Considering the coverage period of satellite SIF data and site-based GPP observations, the long-term trends of SIF and GPP were extracted from each selected site. At the 8-day temporal scale, HRSIF, SIFDuveiller, and GPP exhibit strong linear correlations and consistent annual trends at MF, DBF, ENF, and GRA sites (Figure 8). However, the correlation is relatively weaker at CRO and OSH sites, as shown in Figure 8j,l. This weaker correlation can be attributed to the need for long-term field management in croplands, where human activities such as irrigation and fertilization can significantly alter vegetation dynamics and physiological processes, introducing additional uncertainty in SIF-GPP estimation [48,49]. Most shrublands are located in arid regions, where vegetation is subject to strong drought stress and highly dynamic changes, which reconstructed SIF products may not capture effectively [50]. This can impair the correlation between SIF and GPP to some extent. Overall, HRSIF shows higher correlation with GPP than SIFDuveiller, indicating that the downscaled HRSIF product generated in this study provides a more accurate representation of GPP.

4. Discussion

4.1. The Necessity of Comparing Different Research Methods

Different model training methods have their strengths and limitations. Selecting the most appropriate algorithm based on specific research objectives is essential. Linear regression models exhibit limited predictive performance, as they struggle to effectively capture nonlinear features in the data. As shown in the training results in Section 3.1, the XGBoost and MLPRegressor models delivered the best performance. Since most parameters related to SIF can be derived from satellite observations, the types of input features used in the model are relatively consistent, and complex feature engineering is not required. Neural network models, due to their complex structure, demand higher computational resources and have lower training efficiency. However, they are advantageous for large and complex datasets where deep nonlinear relationships exist among features. Most current studies adopt neural network algorithms for regional downscaling [21], striking a balance between accuracy and efficiency. For global SIF downscaling tasks, tree-based models offer advantages such as faster training and simpler parameter tuning [19]. Overall, compared to other algorithms, XGBoost maintains excellent predictive performance while demonstrating superior training efficiency.

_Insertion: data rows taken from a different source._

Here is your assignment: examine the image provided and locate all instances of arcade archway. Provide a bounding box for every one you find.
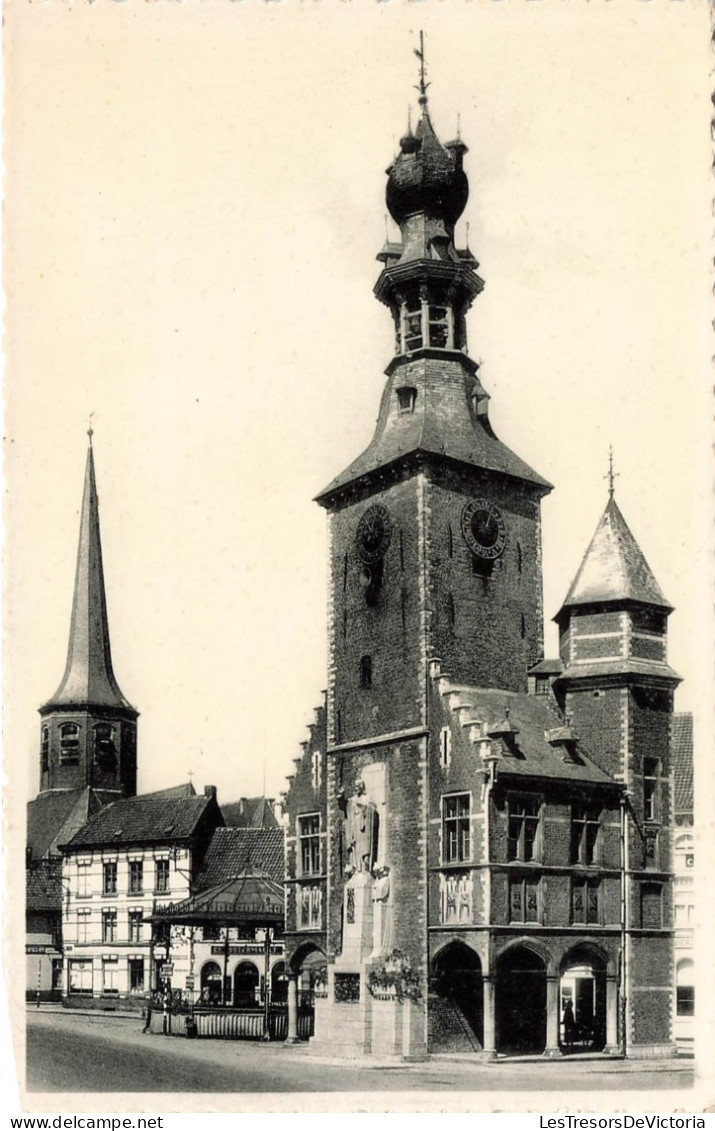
[429,942,484,1052]
[494,946,546,1053]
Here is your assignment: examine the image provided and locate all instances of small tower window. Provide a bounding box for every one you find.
[430,307,451,349]
[40,726,50,770]
[405,300,422,353]
[60,723,79,766]
[397,385,417,416]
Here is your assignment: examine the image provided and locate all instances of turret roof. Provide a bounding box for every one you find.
[41,444,136,714]
[562,494,673,612]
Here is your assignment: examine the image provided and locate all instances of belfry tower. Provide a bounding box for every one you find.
[40,429,138,796]
[318,44,551,743]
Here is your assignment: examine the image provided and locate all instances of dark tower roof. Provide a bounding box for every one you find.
[557,493,673,619]
[41,438,137,715]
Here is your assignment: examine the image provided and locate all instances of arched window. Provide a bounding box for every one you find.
[60,723,79,766]
[40,726,50,770]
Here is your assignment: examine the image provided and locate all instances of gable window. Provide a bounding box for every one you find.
[571,880,601,923]
[507,797,541,861]
[571,802,601,864]
[40,726,50,770]
[102,908,117,942]
[509,877,541,923]
[442,793,472,864]
[60,723,79,766]
[129,860,144,896]
[129,912,144,942]
[397,385,417,416]
[298,813,320,875]
[77,860,92,899]
[102,860,117,896]
[154,860,169,895]
[643,758,658,821]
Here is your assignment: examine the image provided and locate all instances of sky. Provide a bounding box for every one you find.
[5,0,712,814]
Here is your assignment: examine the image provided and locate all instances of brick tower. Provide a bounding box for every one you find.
[555,486,680,1055]
[305,39,551,1055]
[40,429,138,800]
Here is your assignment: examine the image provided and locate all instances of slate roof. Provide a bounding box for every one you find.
[443,685,622,788]
[673,711,694,814]
[60,794,218,849]
[197,828,285,889]
[26,787,117,860]
[317,356,551,506]
[562,497,673,612]
[221,797,278,829]
[25,856,62,914]
[41,444,137,715]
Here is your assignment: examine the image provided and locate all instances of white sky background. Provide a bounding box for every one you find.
[5,0,713,801]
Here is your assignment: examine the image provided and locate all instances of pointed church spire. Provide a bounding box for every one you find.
[42,438,133,713]
[562,495,673,612]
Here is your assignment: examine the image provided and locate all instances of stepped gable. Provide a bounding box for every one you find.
[439,676,619,786]
[221,797,278,829]
[197,827,285,890]
[559,495,673,615]
[673,711,694,815]
[63,795,223,848]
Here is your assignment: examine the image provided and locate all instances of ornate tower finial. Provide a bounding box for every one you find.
[603,443,621,499]
[414,32,430,106]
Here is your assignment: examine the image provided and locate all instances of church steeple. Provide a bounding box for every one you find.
[40,429,138,794]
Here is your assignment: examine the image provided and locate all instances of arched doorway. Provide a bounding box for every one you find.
[428,942,484,1053]
[270,962,288,1005]
[559,946,608,1053]
[201,962,222,1005]
[233,962,260,1009]
[494,946,546,1053]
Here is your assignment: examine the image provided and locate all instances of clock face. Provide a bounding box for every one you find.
[355,506,393,566]
[462,499,507,561]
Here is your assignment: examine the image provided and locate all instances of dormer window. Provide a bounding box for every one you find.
[397,385,417,416]
[60,723,79,766]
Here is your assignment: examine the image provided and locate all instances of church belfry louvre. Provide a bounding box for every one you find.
[281,37,679,1059]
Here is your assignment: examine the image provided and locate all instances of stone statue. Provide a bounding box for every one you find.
[338,780,379,875]
[372,864,393,955]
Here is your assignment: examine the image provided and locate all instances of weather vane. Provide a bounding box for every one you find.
[413,32,431,106]
[603,443,621,499]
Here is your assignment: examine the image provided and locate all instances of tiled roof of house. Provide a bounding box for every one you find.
[563,497,672,610]
[25,856,62,913]
[673,711,692,814]
[438,685,618,786]
[197,828,285,889]
[221,797,278,829]
[60,794,215,849]
[26,788,117,860]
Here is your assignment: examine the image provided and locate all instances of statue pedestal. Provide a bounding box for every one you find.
[335,872,372,974]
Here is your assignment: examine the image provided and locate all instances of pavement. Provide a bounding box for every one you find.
[27,1005,694,1094]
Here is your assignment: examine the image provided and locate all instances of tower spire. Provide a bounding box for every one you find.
[414,32,431,106]
[43,436,132,710]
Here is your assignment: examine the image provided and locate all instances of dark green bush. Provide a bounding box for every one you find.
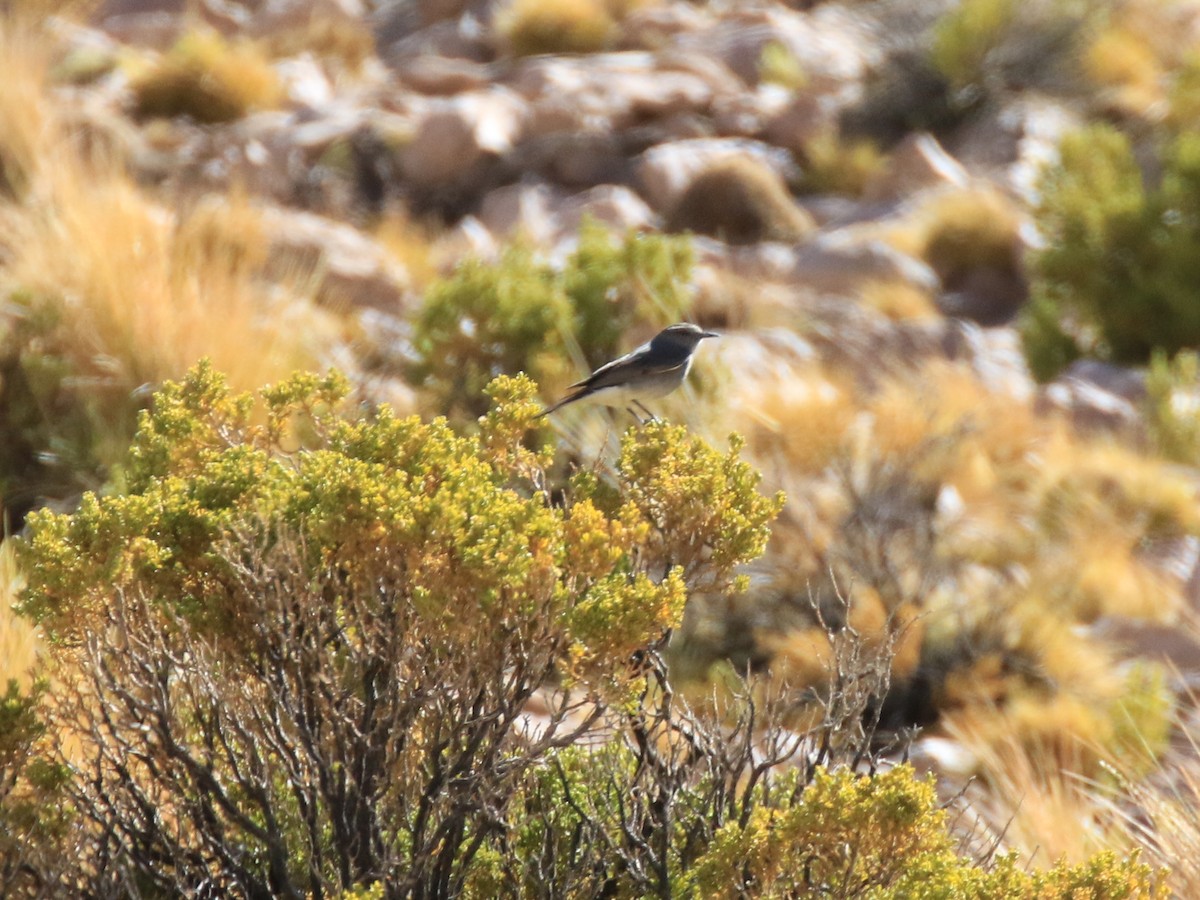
[414,222,691,415]
[1022,125,1200,379]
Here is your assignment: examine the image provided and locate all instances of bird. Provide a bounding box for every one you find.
[536,322,719,419]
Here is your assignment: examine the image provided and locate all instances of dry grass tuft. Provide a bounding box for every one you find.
[893,187,1024,288]
[859,281,941,322]
[7,168,324,389]
[0,541,42,689]
[667,156,816,244]
[0,14,49,200]
[496,0,619,56]
[130,30,283,122]
[258,6,376,72]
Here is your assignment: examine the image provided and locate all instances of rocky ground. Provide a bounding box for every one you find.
[11,0,1200,888]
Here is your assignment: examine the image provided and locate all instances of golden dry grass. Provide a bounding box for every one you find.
[0,20,335,415]
[0,541,42,689]
[496,0,617,56]
[4,164,316,389]
[889,187,1022,283]
[127,30,283,122]
[0,14,49,200]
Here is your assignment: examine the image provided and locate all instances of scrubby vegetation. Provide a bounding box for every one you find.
[11,0,1200,900]
[1024,125,1200,378]
[414,223,691,415]
[4,366,1152,898]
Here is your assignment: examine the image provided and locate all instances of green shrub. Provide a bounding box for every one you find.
[688,766,1154,900]
[1146,350,1200,466]
[0,680,70,896]
[413,222,691,415]
[23,366,781,895]
[930,0,1018,88]
[1022,125,1200,377]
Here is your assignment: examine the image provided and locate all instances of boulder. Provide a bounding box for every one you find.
[479,182,565,246]
[262,206,409,312]
[863,132,971,202]
[505,53,720,134]
[400,88,528,187]
[636,138,799,215]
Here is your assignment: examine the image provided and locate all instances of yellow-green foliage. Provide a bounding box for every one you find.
[1146,350,1200,466]
[22,365,779,893]
[130,31,281,122]
[667,156,816,244]
[758,41,809,90]
[0,679,68,896]
[413,223,691,415]
[930,0,1018,86]
[496,0,617,56]
[1022,125,1200,378]
[685,766,1153,900]
[800,128,886,197]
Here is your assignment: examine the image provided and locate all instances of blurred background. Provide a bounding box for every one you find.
[7,0,1200,896]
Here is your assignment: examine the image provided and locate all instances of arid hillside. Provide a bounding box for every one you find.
[0,0,1200,898]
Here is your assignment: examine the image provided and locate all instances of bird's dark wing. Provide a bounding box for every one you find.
[536,343,691,419]
[570,343,690,394]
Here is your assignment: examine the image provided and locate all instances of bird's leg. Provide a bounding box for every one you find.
[634,398,659,422]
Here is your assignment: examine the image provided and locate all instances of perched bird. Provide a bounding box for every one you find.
[539,323,716,419]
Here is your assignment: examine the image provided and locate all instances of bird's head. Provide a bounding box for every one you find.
[650,322,718,350]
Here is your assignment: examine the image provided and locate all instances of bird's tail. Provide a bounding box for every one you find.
[534,390,588,419]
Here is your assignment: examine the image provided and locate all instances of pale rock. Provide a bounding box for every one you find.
[248,0,366,36]
[937,265,1030,325]
[1037,359,1145,434]
[512,131,634,187]
[275,53,334,107]
[763,90,846,155]
[431,216,500,272]
[797,293,965,385]
[961,323,1037,403]
[94,0,188,50]
[558,185,658,234]
[953,95,1084,204]
[376,16,494,68]
[479,182,565,245]
[863,132,971,202]
[401,88,528,186]
[908,736,982,779]
[636,138,798,214]
[394,55,492,96]
[784,230,938,295]
[620,2,713,49]
[713,84,792,137]
[678,6,881,85]
[506,52,714,134]
[263,208,409,311]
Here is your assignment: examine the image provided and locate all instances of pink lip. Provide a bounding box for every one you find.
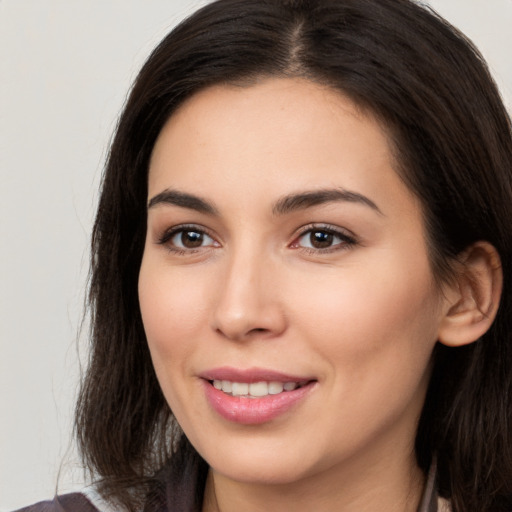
[200,367,316,425]
[199,366,315,384]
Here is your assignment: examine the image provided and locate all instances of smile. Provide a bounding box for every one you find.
[211,380,304,398]
[199,367,318,425]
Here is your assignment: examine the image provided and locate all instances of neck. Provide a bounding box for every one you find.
[203,454,425,512]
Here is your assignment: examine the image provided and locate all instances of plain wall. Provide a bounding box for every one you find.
[0,0,512,511]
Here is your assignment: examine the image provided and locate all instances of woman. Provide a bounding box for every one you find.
[16,0,512,512]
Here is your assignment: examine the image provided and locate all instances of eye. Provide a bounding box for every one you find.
[158,226,218,252]
[292,226,356,252]
[169,229,213,249]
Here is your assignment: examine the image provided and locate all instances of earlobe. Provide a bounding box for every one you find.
[438,242,503,347]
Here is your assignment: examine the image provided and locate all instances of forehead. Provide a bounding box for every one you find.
[149,79,418,220]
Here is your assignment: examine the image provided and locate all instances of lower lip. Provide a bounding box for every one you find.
[203,380,315,425]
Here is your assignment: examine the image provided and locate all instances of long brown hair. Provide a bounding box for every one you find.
[76,0,512,512]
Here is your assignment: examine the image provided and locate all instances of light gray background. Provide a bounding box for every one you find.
[0,0,512,511]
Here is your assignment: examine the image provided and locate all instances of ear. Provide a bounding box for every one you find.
[438,242,503,347]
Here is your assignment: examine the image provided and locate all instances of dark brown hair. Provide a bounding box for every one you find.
[76,0,512,512]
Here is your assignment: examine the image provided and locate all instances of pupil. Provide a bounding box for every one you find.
[311,231,333,249]
[181,231,203,248]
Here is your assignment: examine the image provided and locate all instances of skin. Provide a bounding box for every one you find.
[139,79,447,512]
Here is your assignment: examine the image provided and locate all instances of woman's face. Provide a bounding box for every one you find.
[139,79,442,483]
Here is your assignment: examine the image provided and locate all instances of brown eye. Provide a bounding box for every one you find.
[293,227,356,252]
[170,229,214,249]
[309,231,334,249]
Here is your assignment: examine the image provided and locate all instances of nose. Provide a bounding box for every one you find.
[212,247,286,341]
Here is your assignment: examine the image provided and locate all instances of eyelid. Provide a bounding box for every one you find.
[156,224,220,254]
[290,223,358,254]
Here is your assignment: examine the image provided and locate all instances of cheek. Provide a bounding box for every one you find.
[139,255,206,373]
[293,255,438,378]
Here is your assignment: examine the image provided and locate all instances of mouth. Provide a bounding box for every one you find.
[200,368,318,425]
[209,379,308,398]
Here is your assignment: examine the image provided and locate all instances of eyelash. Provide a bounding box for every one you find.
[157,224,357,256]
[290,224,357,254]
[157,224,218,256]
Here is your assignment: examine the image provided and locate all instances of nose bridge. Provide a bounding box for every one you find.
[213,237,285,340]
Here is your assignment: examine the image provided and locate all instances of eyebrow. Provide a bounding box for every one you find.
[148,188,383,215]
[148,189,219,215]
[272,188,384,215]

Furthermore, while interpretability techniques like SHAP analysis are applicable to many models, including neural networks, their application to tree-based models like XGBoost is particularly computationally efficient and direct [51]. Therefore, by comprehensively considering its high prediction accuracy, computational efficiency, and practical, efficient interpretability, this study ultimately selects XGBoost as the optimal prediction model.
In addition, the HRSIF product generated in this study is based entirely on machine learning algorithms, whereas the SIFDuveiller product is derived from a semi-empirical approach that relies on predefined equations and parameter fitting, which may introduce uncertainties due to the assumptions inherent in those formulations. Compared to SIFDuveiller, the HRSIF product developed in this study offers several notable advantages. First, HRSIF employs a fully data-driven machine learning method that avoids dependence on prior assumptions from semi-empirical models, thereby reducing the risk of biases caused by model simplification. Second, by incorporating land cover classification data, the HRSIF approach can better adapt to the complex environmental characteristics of different regions. As shown in Section 3.1, the model performs well across various land cover types, which enhances its applicability to diverse ecosystems and allows for a more accurate representation of GPP, as demonstrated in Section 3.4. Moreover, this method provides flexibility to incorporate additional remote sensing variables into the training process, further improving its capacity to characterize the spatiotemporal variability of SIF.

4.2. Impact of the Choice of Explanatory Variables on the Model

In general, machine learning models are often criticized for their lack of interpretability compared to physical models. However, the XGBoost algorithm supports SHAP analysis, which enables a quantitative assessment of the impact of each feature variable on the model’s predictions. Previous studies have varied significantly in their selection of input features—some used a wide range of variable types, while others relied solely on surface reflectance [42]. The choice of input parameters typically depends on the target variable to be downscaled and the specific model. For instance, Li et al. [52] reported that land cover played only a minor role in their SIF prediction model. In this study, we conducted a SHAP-based interpretability analysis to quantitatively evaluate the contribution of each input feature to the model’s performance. As land cover type is a categorical variable, it cannot be ranked in terms of numerical value and is therefore displayed in gray in Figure 9. Nonetheless, its SHAP value still allows us to quantify its overall influence on the model’s output.
As shown in Figure 9, land cover data had a relatively smaller impact on the model’s output compared to variables such as NDVI and LST. However, during model training, we initially included MODIS land cover data as one of the input features and compared the model performance with and without this variable. We found that including land cover data improved the model’s performance across all evaluation metrics. This indicates that although land cover ranks lower in feature importance, its inclusion still has a positive effect on model training. Furthermore, as demonstrated in Section 3.4, our HRSIF product shows a stronger correlation with GPP compared to the SIFDuveiller product, which does not incorporate land cover information. This is because the land cover type can indirectly reflect vegetation structure and growth characteristics; removing this variable could reduce the model’s ability to distinguish between different ecosystems. This highlights a key advantage of machine learning models over empirical physical models: the flexibility to incorporate diverse types of input variables, including categorical data.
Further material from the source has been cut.